容恒埋着头,冷汗涔涔,奇怪的是刚才他昏头似的觉得一定是宋朝夕搞的,可父亲这般问,他忽然又觉得自己的理由站不住脚,宋朝夕就算想对付顾颜,也没必要选在老夫人这样,顾颜每日都要给宋朝夕请安,若是选择湖心小筑,都是宋朝夕自己人,对她更有利。可程妈妈说了,方才屋里只有顾颜和宋朝夕,可不是宋朝夕还会有谁?屋里就两个人,难不成……
他眉心一跳一跳的,忽而有了某种猜测,随即这荒谬的推测被他否定,纵然朝颜对宋朝夕有些怨气,可她是那般良善的女子,断不可能做出这种腌臜事,她不是那种人。
“儿子只是询问母亲几句,不曾断定是母亲所为。

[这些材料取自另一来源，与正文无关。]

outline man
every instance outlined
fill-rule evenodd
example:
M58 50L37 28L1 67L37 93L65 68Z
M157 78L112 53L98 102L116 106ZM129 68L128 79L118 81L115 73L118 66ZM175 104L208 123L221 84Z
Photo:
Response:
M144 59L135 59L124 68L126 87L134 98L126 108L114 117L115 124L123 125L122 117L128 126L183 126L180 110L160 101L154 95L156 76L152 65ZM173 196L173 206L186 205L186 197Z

”
容璟淡淡地扫了一眼,视线又落在程妈妈身上,声音冷冽:“你看到夫人推的?”
程妈妈在老夫人面前还敢说几句,如今见了容璟,却一句话都不敢多说了,国公爷可不是容易被内宅女子糊弄的,国公爷若是不高兴,说不得随手就把她们打发了。
程妈妈跪在地上吞吞吐吐道:“老奴看到国公夫人抓住世子夫人腰间的璎珞,后来又松了手……”
容璟猛地摔了杯子,瓷器脆裂的声音划破屋内安静,茶水洒了一桌子。
所有下人都垂着头,一句话不敢说。
宋朝夕也被吓了一跳,忍不住咽了口唾沫,他脸色阴沉,难看极了,别说是下人,就是她看着都有几分怵,他其实看着难亲近,实则不常发怒,这是宋朝夕记忆中唯一一次,他这一怒让程妈妈不停磕头,嘴里念叨着“老奴该死”。
容璟声音有点沉:“也就是没有任何人见到了?一点根据没有的事,便一堆人围着她,成何体统!她堂堂国公夫人是你们能随便质问的?”